Öğretmenlik yapısı gereği farklı disiplinlerle etkileşime, meslektaş dayanışmasına, yenilikçi düşünmeye ve yaratıcılığa çok açık olsa da buna zemin yaratacak bir ortamın varlığı son derece sınırlı. Buraya herkesin bildiğini tahmin ettiğim bir dizi saik sıralayabilirim. Eğitim materyallerinin yetersiz olduğunu, en hakim oldukları alanların, başta sınıfların, onların dışındaki iradeyle çokça kez biçimlendirildiğini, seminer ve benzeri isimlerle onlara sunulan gelişim alanlarının ve eğitimlerin son derece yetersiz olduğunu bir çırpıda sayabiliriz. Bunun peşine, mevcut sistem içerisinde öğretmenlerin mesleklerini anlamlı, canlı, dinamik ve yaratıcı, daha da önemlisi değer duygusuyla sürdürebileceği kanalların son derece kapalı olduğunu da ekleyebiliriz sanırım. Tepeden inmeci bir yöntemle, öğretmen adına alınan her karar ve öğretmenlerin ihtiyaçlarının ne olduğunu tayin eden her tavır sadece manasız bir eylemin içinde olmakla değil, aynı zamanda mesleğin dertlerinin büyümesine hizmet eden bir vaziyet içinde kalıyor.
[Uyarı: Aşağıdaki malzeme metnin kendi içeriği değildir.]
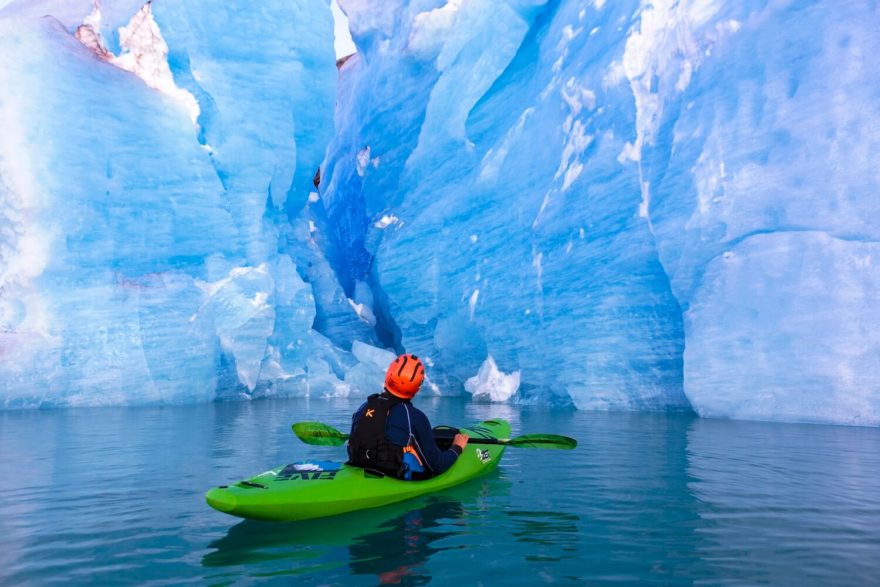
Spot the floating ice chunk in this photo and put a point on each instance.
(492, 384)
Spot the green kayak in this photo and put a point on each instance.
(315, 489)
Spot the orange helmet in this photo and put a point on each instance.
(404, 376)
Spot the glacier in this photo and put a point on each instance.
(634, 205)
(153, 169)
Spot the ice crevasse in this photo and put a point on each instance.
(155, 203)
(612, 205)
(631, 205)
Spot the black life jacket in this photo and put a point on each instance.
(367, 446)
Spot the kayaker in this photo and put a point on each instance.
(390, 435)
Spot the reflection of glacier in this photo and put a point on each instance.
(613, 205)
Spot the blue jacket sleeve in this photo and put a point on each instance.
(435, 460)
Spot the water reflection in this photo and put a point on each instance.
(390, 544)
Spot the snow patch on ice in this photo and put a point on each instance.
(145, 53)
(386, 221)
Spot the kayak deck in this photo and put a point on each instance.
(315, 489)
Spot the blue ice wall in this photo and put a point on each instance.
(636, 205)
(156, 166)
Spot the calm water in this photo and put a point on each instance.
(115, 496)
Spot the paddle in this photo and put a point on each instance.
(323, 435)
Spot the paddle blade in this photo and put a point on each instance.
(319, 434)
(543, 441)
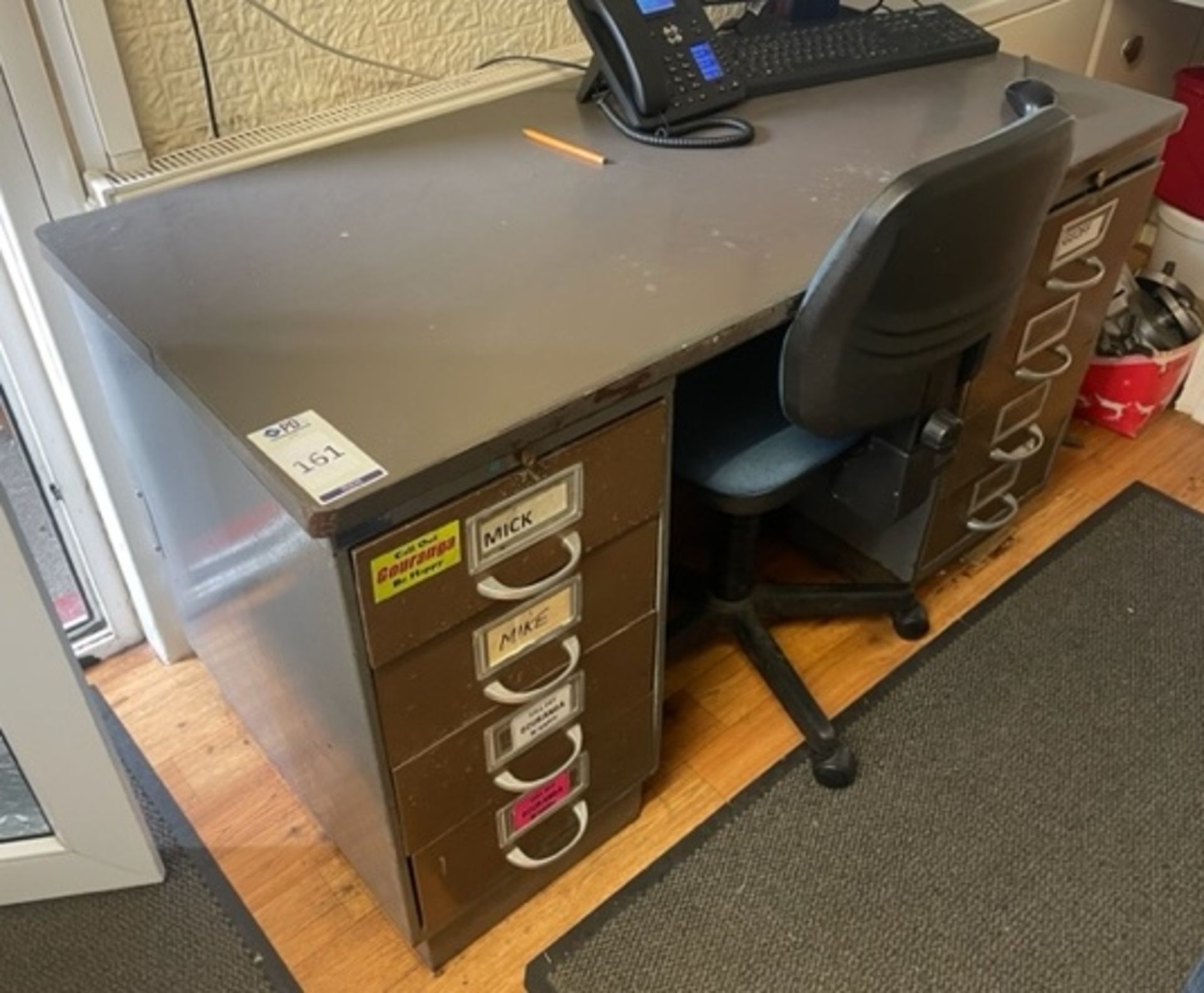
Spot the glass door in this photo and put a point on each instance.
(69, 821)
(47, 531)
(21, 815)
Nitekim öğretmenler, meslekleri ve eğitim ekosistemi ile alakalı sorunları onların yerine belirleyen kimselere değil, masaya ve karar süreçlerine onları da dahil edecek bir çabaya ihtiyaç duyuyorlar. Bunu mümkün kılacak aktörler olarak akademiyi, uzmanları, farklı branş ve kademelerden meslektaşları, sivil toplumu, kamu kurum ve kuruluşlarını kastediyorum, ancak bunun müşterek ilişkiyi gerekli kıldığını savunarak.
Dünyanın çeşitli ülkelerinde öğretmenlik kriz yaşıyor. İçinden geçtiğimiz dönem, çoğu zaman öğretmenlere, öğretmenin esenliğini gözeten makul ve makbul koşulları sağlamaktan uzak bir performans sergiliyor. Gerek ekonomik koşullar, gerek güvencesiz ortam; gerek tükenmişlik, gerekse okullarda artan şiddet öğretmenleri meslekten uzaklaştırıyor. Bordeaux Üniversitesi'nde eğitim profesörü olan Régis Malet bunu, "öğretmenlik, katma değeri yüksek, prestijli bir işten; misyonda bir belirsizlik biçimine, anlam kaybına ve nihayetinde okul ile yaşam arasında uyumsuzluğa dönüştü" diye açıklıyor.(*) Başta Afrika ve Avrupa olmak üzere, diğer kıtalarda da öğretmene duyulan ihtiyaç artıyor. Afrika Birliği(AfB), Temmuz 2024’te 15 milyon öğretmene ihtiyaç duyulduğu paylaşmış(**), yine bu durum BM Genel Sekreterliği’nin düzenlediği panelde benzer ölçüde ele alınmıştı. BM Genel Sekreteri Antonio Guterres, öğretmenlere duyulan ihtiyacın karşılık bulması ve eğitimde hedeflenen sağlıklı durumun elde edilebilmesi için “...öğretmenlerin seslerini politika kararlarına yansıtmak ve öğretmen açığını gidermek için ulusal komisyonlar oluşturmak gerek” minvalinde açıklamalar (***) yapmıştı. Türkiye’nin de benzer bir durumdan geçtiğini kabul ederek, hem politika düzeyinde hem de gündelik pratiklerde öğretmenleri nasıl destekleyebiliriz, diye düşünmemiz gerekiyor.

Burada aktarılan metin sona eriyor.